The Supreme Court (SC) has upheld a ruling of the Office of the Ombudsman that indicted for plunder and graft a staff member of businesswoman Janet Lim Napoles, the alleged mastermind in the multi-billion-peso Priority Development Assistance Fund (PDAF).


In a resolution, the SC dismissed the petition filed by Robert John Lim as it affirmed the Ombudsman’s ruling issued in 2014.

The SC ruled that Lim “miserably failed to show” that the Ombudsman gravely abused its discretion in finding probable cause against him.

It said that Lim’s arguments had been resolved in an earlier decision that affirmed the filing of criminal cases against Richard Cambe, then chief of staff of former Sen. Ramon “Bong” Revilla Jr.

“We are inclined to do no less in the present case. We recognize that the acts in Cambe, which related to the illegal pillaging of public funds sourced from the PDAF of then Senator Ramon Revilla, Jr., occurred within the same timeline as the acts in the present case,” the SC said.

In the Cambe decision, the SC held that “as correctly pointed out by the Ombudsman,” whistleblowers Benhur Luy and Merlina Suñas had narrated that Lim was among the staff of Napoles who would prepare and deliver the kickbacks intended for Senator Revilla.

It pointed out that Lim’s failure to file a counter-affidavit before the Ombudsman was a waiver of his right. Thus, it said, the allegations against Lim remained uncontroverted.

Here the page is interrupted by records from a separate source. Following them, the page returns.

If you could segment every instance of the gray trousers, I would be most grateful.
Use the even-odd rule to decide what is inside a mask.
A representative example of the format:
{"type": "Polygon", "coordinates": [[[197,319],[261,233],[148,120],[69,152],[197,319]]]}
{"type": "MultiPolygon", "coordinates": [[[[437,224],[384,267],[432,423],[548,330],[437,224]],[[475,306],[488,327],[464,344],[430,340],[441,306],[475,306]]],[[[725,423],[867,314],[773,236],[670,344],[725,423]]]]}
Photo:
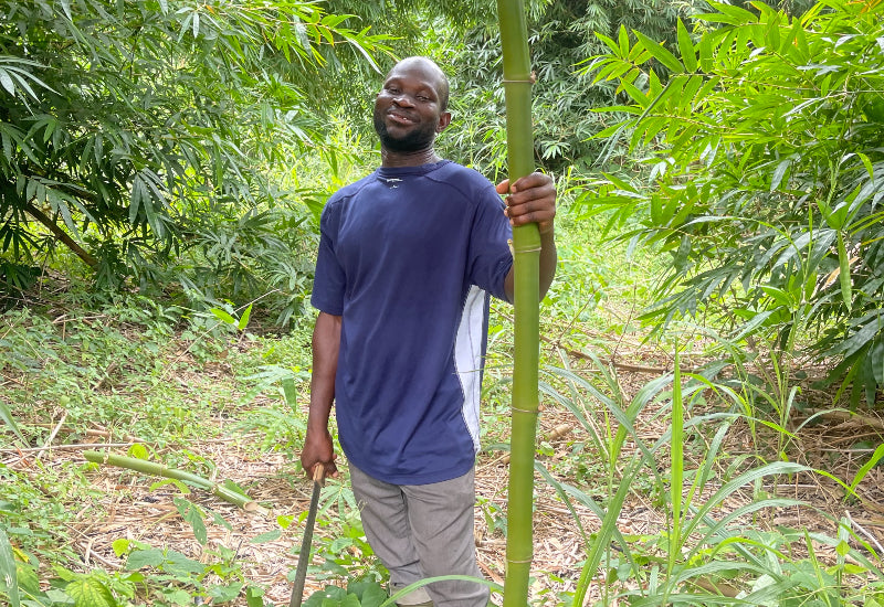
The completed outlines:
{"type": "MultiPolygon", "coordinates": [[[[400,486],[369,477],[352,465],[349,469],[362,529],[390,572],[393,589],[439,575],[482,578],[473,536],[473,470],[443,482],[400,486]]],[[[487,586],[475,582],[434,582],[424,588],[435,607],[488,604],[487,586]]]]}

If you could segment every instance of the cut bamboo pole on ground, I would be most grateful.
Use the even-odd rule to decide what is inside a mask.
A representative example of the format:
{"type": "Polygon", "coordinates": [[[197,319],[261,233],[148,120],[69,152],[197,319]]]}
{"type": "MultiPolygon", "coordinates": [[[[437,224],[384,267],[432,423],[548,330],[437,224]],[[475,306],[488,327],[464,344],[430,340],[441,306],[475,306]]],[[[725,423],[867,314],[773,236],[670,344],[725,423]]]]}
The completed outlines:
{"type": "MultiPolygon", "coordinates": [[[[519,0],[497,0],[497,19],[504,60],[507,164],[509,183],[514,183],[534,171],[528,30],[519,0]]],[[[534,556],[534,444],[539,405],[540,233],[536,224],[513,228],[513,257],[515,358],[504,607],[524,607],[534,556]]]]}
{"type": "Polygon", "coordinates": [[[215,498],[242,508],[246,512],[259,512],[261,514],[266,514],[270,512],[266,508],[252,500],[249,496],[238,493],[236,491],[228,489],[223,484],[212,482],[209,479],[204,479],[198,475],[187,472],[185,470],[178,470],[176,468],[169,468],[164,464],[101,451],[83,451],[83,457],[94,464],[117,466],[119,468],[126,468],[128,470],[141,472],[143,475],[189,482],[196,487],[199,487],[200,489],[210,491],[215,498]]]}

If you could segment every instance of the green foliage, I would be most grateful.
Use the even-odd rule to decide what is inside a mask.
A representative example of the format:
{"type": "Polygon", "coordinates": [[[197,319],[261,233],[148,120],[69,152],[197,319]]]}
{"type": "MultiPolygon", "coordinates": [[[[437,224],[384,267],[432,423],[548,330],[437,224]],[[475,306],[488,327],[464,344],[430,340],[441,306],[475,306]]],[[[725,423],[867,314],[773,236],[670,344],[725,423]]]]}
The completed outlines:
{"type": "MultiPolygon", "coordinates": [[[[532,65],[537,77],[532,107],[537,164],[564,172],[569,166],[588,170],[607,162],[603,146],[592,137],[610,125],[610,118],[592,110],[611,105],[615,87],[599,86],[575,67],[587,56],[608,51],[596,32],[614,35],[617,28],[624,25],[674,42],[676,18],[694,11],[694,2],[645,0],[529,6],[532,65]]],[[[440,58],[451,66],[454,111],[452,127],[441,138],[442,149],[488,174],[503,172],[506,150],[498,34],[480,24],[464,34],[444,36],[440,46],[446,55],[440,58]]]]}
{"type": "Polygon", "coordinates": [[[708,391],[725,400],[738,397],[727,382],[676,371],[641,386],[627,400],[617,375],[598,360],[591,379],[562,368],[550,369],[548,376],[551,382],[543,386],[544,392],[589,432],[607,468],[607,492],[600,498],[581,484],[557,480],[537,464],[540,475],[571,509],[585,542],[581,575],[576,589],[564,597],[566,604],[585,604],[599,569],[607,584],[598,605],[627,600],[642,606],[848,606],[869,605],[880,595],[884,571],[878,546],[860,537],[850,521],[832,521],[835,537],[782,526],[776,531],[747,526],[747,520],[762,520],[779,508],[801,504],[759,490],[762,480],[776,482],[781,476],[814,471],[788,461],[724,465],[729,459],[725,439],[741,416],[688,412],[708,391]],[[660,438],[649,440],[636,424],[640,416],[648,417],[649,413],[642,412],[652,405],[660,407],[657,415],[669,415],[670,427],[660,438]],[[634,444],[634,450],[624,448],[627,440],[634,444]],[[688,451],[693,457],[685,457],[688,451]],[[692,460],[697,461],[695,467],[688,464],[692,460]],[[643,477],[660,489],[655,505],[664,510],[666,524],[653,535],[627,535],[618,529],[618,519],[643,477]],[[738,497],[745,490],[753,492],[748,502],[738,497]],[[598,531],[590,533],[582,526],[573,503],[598,517],[598,531]],[[836,563],[823,565],[817,555],[819,546],[834,549],[836,563]],[[802,552],[809,556],[801,556],[802,552]],[[859,587],[856,579],[862,579],[859,587]]]}
{"type": "Polygon", "coordinates": [[[271,234],[304,220],[272,168],[323,127],[308,85],[385,49],[346,20],[299,0],[0,2],[7,284],[60,242],[112,287],[182,249],[234,290],[256,258],[296,255],[271,234]]]}
{"type": "Polygon", "coordinates": [[[650,178],[606,174],[582,202],[670,255],[645,320],[706,310],[783,351],[810,336],[871,403],[884,383],[884,7],[712,6],[705,29],[678,24],[677,45],[599,35],[609,54],[585,72],[615,82],[629,103],[607,111],[631,116],[602,136],[628,138],[650,178]]]}

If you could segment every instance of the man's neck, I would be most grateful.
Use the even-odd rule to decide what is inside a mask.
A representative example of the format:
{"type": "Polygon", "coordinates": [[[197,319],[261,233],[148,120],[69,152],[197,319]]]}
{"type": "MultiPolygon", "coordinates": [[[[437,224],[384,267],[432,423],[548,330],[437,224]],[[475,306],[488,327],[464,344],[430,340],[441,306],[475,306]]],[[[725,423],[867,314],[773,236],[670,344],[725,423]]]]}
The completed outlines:
{"type": "Polygon", "coordinates": [[[412,152],[400,152],[385,149],[380,150],[381,167],[420,167],[442,160],[432,147],[412,152]]]}

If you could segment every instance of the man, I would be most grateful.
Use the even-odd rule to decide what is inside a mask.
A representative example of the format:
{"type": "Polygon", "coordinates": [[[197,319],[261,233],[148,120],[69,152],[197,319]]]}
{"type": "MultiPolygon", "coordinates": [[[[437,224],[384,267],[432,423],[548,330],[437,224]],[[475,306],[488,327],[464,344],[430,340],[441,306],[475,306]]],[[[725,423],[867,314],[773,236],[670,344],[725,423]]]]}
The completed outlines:
{"type": "MultiPolygon", "coordinates": [[[[473,467],[488,295],[513,299],[512,226],[537,223],[540,292],[556,267],[551,179],[495,188],[433,150],[449,83],[425,57],[387,75],[375,103],[381,167],[333,195],[320,222],[312,302],[313,377],[302,465],[337,476],[337,406],[366,535],[393,589],[425,577],[481,577],[473,467]],[[506,204],[498,193],[509,191],[506,204]]],[[[487,588],[439,582],[400,605],[485,607],[487,588]],[[427,595],[429,593],[429,596],[427,595]]]]}

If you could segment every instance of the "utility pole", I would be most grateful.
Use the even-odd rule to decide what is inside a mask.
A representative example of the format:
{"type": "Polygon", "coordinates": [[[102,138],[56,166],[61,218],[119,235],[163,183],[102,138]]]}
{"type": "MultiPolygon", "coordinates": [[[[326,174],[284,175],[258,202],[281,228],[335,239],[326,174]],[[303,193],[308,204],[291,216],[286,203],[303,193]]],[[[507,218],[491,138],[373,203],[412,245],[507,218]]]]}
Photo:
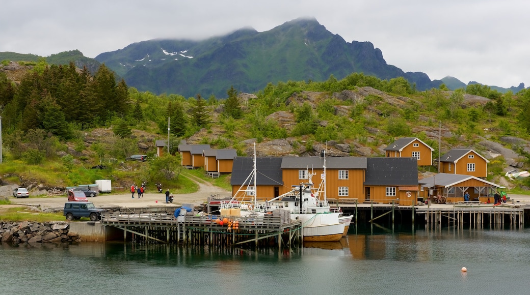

In another resolution, the SC upheld the conviction for estafa of the descendant of the late former President Emilio Aguinaldo.

Emilio J. Aguinaldo IV was convicted of estafa by the Makati City regional trial court (RTC) in 2013 for violation of Article 215 (2a) of the Revised Penal Code.

On appeal, the Court of Appeals (CA) deleted the awards for actual damages and interests after it found that complainant ACROL Holdings, Inc. had filed a manifestation that it received the judgment award of P2,050,000 from Aguinaldo IV.

A summary of the resolution issued by the SC’s public information office (PIO) stated that “like the RTC and the CA, the Court found petitioner to have misrepresented and falsely represented to ACROL that he has lawful authority or power to sell the subject property in the name of the estate of Emilio Aguinaldo and Maria Agoncillo under the Transfer and Certificate of Title (TCT) No. T-15632.”

The summary stated that Aguinaldo IV “presented several Special Powers of Attorney (SPAs) allegedly executed by his co-heirs and pretended to possess the authentic and genuine TCT No. T-15632. Such false pretenses or fraudulent misrepresentations induced ACROL to part with its money. As a result, ACROL suffered damages because the purported sale did not materialize and the amounts of money it paid were never recovered.”